Ein letztes „Auf Wiedersehen“ und „Danke vielmals“ in bestem St. Galler Dialekt. Abmarsch zur Brücke und jenseits des Baches auf herausgeputzten und blau/weiss markierten Weg in den eher rechtsliegenden Teil des Talbodens der Alpe Soveltra bis zum Bach, diesen ein zweites Mal querend, jedoch ohne Brücke. Der Weg folgt der orografisch rechten Seite des Ri della Gerra hinauf, im Zick-Zack-Kurs durch den ersten Felsriegel hindurch und später über liebliche Alpen mit dem Blick zum Pizzo Barone, 2864m – dem Tagesziel des Tessiner Hüttentreks 4. Nun steige ich gegen Pradoi hinauf und geniesse die Balkonlage über dem zweiten Felsriegel. Hier befindet sich eine einfache immer geöffnete Unterkunft mit Gasrechaud und „Camino“, Liegestätten ohne Wolldecken.
Jetzt wird es steil.

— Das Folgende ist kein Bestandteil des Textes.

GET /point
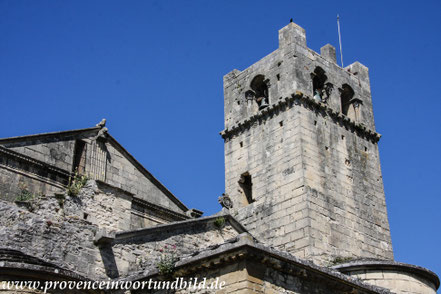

Und wie. Zum Glück im Schatten. Jenseits der Hütten von Pradoi folgt der Weg etwa fünfhundert Höhenmeter quasi in Direttissima begrasten Runsen bis unterhalb den Felsen. Trotz der Anstrengung fröstelt es mich allmählich und so geniesse ich die ersten Sonnenstrahlen! „Good morning sunshine – the day says hello!“. Auf drei Seiten Felswände wie in einem Römischen Amphitheater und unter mir die tiefgrüne und im Schatten liegende Alpe Soveltra, in der Ferne grüssen der Basodino, das riesige Monte-Rosa-Massiv, nach rechts wie „im Bilderbüechli“ Viertausender und Dreitausender mit Eis oder drohenden Felswänden vom Wallis bis zum Berner Oberland. Jedes Mal von neuem ein Erlebnis. Könnte man dies Freiheit nennen?
Die blau/weissen Wegmarkierungen sind im folgenden Wirrwarr von Steinklötzen, Geröllhalden und abweisen Wänden sehr nützlich. Unschwierig können alle diese Passagen unter Ausholen nach rechts überwunden werden. (T4).Und schon bald ist der Sattel Pt 2974 zwischen dem Campo Tencia und dem Pizzo Pencia zum Greifen nah. Einige Schweisstropfen und ich stehe auf dem Grat. Ohne Pause – ich kann den Gipfel nicht erwarten – kraxle ich über den Ostgrat zum Gipfel hinauf. „Guten Morgen, bin wieder hier“, wir sind alte Bekannte.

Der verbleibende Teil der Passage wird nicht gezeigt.